The Matroska Multimedia Container is a free, open-standard container format, a file format that can hold an unlimited number of video, audio, picture, or subtitle tracks in one file. It is a universal format for storing common multimedia content, like movies or TV shows. Matroska is similar in concept to other containers like AVI, MP4, or Advanced Systems Format (ASF), but is entirely open in specification, with implementations consisting mostly of open source software. Matroska file extensions are .mkv for video (which may or may not include subtitles and audio), .mk3d for stereoscopic video, .mka for audio-only files, and .mks for subtitles only.
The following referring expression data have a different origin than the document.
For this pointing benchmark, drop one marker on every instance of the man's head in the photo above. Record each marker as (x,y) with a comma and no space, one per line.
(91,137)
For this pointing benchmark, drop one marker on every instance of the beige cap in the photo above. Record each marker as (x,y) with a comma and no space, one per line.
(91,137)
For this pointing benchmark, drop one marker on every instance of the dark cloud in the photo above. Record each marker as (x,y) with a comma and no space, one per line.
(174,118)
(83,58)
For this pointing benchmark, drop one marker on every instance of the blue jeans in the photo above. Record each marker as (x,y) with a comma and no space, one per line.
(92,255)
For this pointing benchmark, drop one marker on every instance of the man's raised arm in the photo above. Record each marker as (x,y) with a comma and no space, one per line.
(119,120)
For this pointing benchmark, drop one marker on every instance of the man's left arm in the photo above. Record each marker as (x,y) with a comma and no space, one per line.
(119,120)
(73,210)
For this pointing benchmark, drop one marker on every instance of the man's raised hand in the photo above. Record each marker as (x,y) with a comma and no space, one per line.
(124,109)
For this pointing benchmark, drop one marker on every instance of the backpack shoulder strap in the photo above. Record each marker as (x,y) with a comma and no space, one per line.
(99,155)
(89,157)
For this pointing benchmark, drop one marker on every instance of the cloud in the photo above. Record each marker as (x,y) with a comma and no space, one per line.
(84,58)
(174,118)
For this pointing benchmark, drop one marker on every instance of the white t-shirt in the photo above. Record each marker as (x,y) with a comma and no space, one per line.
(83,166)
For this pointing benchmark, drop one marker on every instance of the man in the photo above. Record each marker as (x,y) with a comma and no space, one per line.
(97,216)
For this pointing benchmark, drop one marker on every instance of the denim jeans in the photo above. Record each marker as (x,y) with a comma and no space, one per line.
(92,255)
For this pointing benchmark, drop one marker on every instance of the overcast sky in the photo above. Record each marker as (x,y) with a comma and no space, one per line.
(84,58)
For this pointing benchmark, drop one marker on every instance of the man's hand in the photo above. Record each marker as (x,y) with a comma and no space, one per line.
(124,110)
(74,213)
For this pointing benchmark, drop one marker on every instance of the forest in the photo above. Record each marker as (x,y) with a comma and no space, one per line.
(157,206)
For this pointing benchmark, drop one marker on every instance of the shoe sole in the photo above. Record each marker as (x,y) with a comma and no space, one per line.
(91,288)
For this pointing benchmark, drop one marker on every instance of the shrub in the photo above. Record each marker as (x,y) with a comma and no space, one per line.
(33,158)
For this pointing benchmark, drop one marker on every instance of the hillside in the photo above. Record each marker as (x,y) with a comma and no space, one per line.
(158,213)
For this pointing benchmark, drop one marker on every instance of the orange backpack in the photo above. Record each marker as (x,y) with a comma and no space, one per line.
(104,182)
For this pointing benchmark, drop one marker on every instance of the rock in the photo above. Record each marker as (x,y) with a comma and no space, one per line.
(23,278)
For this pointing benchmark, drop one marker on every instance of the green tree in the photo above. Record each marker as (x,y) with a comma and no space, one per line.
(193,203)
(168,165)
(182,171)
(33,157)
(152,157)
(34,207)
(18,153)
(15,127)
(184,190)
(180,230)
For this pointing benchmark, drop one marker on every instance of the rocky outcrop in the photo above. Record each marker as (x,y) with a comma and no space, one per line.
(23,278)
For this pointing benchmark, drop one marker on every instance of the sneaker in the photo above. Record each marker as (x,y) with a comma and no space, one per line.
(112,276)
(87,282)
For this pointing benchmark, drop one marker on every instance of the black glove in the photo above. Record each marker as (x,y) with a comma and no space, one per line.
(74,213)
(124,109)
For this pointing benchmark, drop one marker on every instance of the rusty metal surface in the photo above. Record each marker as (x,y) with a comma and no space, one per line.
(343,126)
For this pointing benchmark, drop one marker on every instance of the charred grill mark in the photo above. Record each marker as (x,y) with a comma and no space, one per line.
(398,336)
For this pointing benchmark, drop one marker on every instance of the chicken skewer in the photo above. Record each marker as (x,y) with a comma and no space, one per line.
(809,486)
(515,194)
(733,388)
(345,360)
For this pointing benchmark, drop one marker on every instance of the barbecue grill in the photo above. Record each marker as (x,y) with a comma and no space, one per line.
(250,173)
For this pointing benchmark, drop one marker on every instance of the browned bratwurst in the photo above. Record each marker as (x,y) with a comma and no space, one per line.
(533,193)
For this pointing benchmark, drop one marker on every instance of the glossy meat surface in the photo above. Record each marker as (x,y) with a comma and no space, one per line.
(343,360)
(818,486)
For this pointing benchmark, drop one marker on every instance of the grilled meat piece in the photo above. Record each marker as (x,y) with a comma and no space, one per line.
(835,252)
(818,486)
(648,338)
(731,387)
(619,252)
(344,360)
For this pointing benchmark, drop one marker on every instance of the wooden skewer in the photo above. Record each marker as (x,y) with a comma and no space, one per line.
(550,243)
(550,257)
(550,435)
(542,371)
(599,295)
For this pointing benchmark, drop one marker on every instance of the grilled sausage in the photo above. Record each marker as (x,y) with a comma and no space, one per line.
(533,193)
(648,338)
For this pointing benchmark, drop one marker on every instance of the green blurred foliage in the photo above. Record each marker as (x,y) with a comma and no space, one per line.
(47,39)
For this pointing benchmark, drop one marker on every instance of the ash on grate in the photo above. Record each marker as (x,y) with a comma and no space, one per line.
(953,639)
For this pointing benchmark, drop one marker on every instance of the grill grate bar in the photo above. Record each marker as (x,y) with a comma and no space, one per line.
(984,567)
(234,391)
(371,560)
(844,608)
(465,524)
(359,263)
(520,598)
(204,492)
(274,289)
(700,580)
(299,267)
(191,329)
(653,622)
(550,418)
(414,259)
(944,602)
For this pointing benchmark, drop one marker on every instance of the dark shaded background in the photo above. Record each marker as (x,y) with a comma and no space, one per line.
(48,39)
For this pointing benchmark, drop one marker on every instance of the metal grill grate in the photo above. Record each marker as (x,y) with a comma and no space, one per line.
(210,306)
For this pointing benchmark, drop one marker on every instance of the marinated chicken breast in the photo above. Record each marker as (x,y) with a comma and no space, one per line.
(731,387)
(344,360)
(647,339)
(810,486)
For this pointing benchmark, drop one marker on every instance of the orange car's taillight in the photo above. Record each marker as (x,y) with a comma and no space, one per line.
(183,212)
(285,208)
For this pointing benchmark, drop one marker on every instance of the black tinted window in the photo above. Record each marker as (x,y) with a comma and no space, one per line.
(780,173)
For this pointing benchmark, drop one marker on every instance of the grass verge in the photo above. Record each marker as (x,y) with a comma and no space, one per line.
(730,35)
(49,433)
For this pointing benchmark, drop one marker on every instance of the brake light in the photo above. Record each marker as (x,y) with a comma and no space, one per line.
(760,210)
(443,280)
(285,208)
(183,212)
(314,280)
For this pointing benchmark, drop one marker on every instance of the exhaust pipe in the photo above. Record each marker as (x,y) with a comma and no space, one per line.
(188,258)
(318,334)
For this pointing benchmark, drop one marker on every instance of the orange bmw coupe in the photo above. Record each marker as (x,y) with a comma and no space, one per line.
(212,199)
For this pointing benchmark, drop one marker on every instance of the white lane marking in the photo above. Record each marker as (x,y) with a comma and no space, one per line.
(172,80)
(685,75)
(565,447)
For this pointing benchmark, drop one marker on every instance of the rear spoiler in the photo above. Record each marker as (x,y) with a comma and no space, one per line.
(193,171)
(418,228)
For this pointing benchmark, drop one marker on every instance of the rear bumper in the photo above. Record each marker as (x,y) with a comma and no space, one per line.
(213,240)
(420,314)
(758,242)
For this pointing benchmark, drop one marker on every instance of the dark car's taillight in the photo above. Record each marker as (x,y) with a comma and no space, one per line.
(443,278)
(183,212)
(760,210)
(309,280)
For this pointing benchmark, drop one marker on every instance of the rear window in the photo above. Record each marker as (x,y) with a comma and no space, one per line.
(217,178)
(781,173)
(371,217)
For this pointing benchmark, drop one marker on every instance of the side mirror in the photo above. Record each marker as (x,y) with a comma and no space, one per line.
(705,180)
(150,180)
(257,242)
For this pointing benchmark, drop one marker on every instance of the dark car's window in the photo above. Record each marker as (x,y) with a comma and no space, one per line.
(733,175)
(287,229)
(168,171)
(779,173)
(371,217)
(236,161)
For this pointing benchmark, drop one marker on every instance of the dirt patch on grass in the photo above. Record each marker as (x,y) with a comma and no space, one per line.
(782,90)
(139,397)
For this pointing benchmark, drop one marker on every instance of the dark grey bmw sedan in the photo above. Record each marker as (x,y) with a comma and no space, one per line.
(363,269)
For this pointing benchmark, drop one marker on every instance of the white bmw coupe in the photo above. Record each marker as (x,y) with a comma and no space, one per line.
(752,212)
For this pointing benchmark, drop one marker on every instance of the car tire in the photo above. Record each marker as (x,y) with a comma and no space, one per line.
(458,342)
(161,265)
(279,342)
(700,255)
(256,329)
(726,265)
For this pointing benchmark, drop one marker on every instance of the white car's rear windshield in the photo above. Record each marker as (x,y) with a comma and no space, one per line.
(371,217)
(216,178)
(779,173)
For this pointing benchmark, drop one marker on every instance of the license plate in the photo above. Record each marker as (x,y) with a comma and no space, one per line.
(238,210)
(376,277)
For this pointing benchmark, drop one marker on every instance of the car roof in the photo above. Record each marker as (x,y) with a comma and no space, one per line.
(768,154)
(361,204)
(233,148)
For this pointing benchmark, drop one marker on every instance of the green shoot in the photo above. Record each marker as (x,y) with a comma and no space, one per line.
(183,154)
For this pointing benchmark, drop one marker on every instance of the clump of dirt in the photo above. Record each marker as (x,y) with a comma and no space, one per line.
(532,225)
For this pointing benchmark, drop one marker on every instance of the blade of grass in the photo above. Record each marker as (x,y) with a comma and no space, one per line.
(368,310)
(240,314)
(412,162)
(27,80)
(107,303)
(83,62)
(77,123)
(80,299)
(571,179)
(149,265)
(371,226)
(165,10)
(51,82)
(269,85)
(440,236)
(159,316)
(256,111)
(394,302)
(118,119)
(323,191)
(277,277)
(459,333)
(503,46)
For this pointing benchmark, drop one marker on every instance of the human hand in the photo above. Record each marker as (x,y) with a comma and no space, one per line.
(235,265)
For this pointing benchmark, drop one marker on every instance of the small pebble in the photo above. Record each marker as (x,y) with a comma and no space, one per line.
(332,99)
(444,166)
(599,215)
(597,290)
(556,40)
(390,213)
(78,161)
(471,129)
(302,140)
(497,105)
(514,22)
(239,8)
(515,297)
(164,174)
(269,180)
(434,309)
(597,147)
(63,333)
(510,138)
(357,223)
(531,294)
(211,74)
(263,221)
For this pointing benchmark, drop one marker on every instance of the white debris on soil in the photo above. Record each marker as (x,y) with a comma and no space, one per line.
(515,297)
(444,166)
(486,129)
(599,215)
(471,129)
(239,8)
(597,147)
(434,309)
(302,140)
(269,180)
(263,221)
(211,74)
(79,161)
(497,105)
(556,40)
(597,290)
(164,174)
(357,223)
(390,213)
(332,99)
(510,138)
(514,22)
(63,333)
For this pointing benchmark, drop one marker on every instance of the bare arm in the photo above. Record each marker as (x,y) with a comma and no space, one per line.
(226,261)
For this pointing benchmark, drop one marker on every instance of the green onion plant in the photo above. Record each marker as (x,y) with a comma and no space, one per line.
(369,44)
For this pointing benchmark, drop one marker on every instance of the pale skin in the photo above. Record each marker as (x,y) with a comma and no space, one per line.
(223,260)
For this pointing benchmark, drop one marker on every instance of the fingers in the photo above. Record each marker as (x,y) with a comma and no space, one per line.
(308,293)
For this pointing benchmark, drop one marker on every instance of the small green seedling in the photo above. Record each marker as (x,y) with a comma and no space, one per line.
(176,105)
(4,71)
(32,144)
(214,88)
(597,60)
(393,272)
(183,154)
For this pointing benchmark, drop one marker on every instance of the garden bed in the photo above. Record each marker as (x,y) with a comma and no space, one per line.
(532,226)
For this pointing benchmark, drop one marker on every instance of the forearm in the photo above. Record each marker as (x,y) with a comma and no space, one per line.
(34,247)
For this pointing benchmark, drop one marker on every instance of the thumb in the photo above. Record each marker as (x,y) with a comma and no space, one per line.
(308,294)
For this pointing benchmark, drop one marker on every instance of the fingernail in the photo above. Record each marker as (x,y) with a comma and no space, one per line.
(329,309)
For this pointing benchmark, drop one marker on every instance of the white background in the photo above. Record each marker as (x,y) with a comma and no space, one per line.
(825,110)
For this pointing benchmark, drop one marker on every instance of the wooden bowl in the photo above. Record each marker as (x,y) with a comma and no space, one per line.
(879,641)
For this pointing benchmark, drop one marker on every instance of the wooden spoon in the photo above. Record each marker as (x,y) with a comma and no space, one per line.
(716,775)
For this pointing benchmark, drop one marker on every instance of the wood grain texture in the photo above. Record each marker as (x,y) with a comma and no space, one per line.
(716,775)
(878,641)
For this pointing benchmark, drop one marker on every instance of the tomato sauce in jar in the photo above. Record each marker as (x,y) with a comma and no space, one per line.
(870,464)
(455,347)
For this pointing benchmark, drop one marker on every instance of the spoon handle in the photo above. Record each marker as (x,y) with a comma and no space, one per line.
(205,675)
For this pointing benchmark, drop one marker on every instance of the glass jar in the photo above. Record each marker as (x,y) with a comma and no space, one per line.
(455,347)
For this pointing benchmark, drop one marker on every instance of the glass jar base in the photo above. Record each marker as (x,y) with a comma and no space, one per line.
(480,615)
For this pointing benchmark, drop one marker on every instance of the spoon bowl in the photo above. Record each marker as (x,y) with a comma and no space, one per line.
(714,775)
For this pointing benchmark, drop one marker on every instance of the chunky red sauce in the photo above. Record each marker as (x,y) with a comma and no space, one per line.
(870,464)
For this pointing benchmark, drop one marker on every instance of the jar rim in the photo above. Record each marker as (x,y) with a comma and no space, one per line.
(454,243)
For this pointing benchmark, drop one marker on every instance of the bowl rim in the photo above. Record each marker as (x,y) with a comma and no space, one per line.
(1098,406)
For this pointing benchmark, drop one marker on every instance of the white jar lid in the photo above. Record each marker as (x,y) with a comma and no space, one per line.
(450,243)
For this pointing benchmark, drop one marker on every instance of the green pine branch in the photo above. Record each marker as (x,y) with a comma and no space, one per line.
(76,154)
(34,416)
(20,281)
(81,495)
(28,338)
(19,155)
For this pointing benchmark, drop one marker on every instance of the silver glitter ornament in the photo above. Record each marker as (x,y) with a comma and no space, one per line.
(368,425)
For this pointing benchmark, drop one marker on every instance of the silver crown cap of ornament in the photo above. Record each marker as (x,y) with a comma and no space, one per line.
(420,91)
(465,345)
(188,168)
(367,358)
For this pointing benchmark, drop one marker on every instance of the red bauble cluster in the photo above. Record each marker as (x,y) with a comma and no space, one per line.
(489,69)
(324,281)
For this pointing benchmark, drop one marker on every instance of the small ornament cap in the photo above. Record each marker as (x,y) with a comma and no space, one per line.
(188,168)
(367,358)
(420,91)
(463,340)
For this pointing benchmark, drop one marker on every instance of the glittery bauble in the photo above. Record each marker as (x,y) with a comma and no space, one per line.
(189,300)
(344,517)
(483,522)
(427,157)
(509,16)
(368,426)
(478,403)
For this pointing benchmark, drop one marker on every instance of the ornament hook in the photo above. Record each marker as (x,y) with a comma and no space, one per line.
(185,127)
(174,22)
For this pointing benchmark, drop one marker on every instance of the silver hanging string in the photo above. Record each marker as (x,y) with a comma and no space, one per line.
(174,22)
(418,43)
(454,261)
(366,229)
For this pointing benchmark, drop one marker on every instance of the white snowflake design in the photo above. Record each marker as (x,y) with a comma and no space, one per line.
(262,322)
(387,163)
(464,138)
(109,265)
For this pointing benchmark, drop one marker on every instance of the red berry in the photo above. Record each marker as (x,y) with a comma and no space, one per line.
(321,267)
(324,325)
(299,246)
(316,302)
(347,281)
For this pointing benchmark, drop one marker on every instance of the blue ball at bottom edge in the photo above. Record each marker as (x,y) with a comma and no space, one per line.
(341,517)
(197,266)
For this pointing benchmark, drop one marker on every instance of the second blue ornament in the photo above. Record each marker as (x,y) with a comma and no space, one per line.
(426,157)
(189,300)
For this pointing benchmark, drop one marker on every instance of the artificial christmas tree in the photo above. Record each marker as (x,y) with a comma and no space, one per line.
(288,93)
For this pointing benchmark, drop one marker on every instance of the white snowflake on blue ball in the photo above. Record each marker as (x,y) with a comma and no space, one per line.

"Matroska" is derived from matryoshka (Russian: матрёшка [mɐˈtrʲɵʂkə]), the Russian word for the hollow wooden dolls which open to expose another smaller doll, that in turn opens to expose another doll, and so on. The logo writes it as "Matroška"; the letter š, an "s" with a caron over it, represents the "sh" sound (/ʂ/) in various languages.
The project was announced on 6 December 2002 as a fork of the Multimedia Container Format (MCF), after disagreements between MCF lead developer Lasse Kärkkäinen and soon-to-be Matroska founder Steve Lhomme about the use of the Extensible Binary Meta Language (EBML) instead of a binary format. This coincided with a 6-month coding break by the MCF's lead developer for his military service, during which most of the community quickly migrated to the new project.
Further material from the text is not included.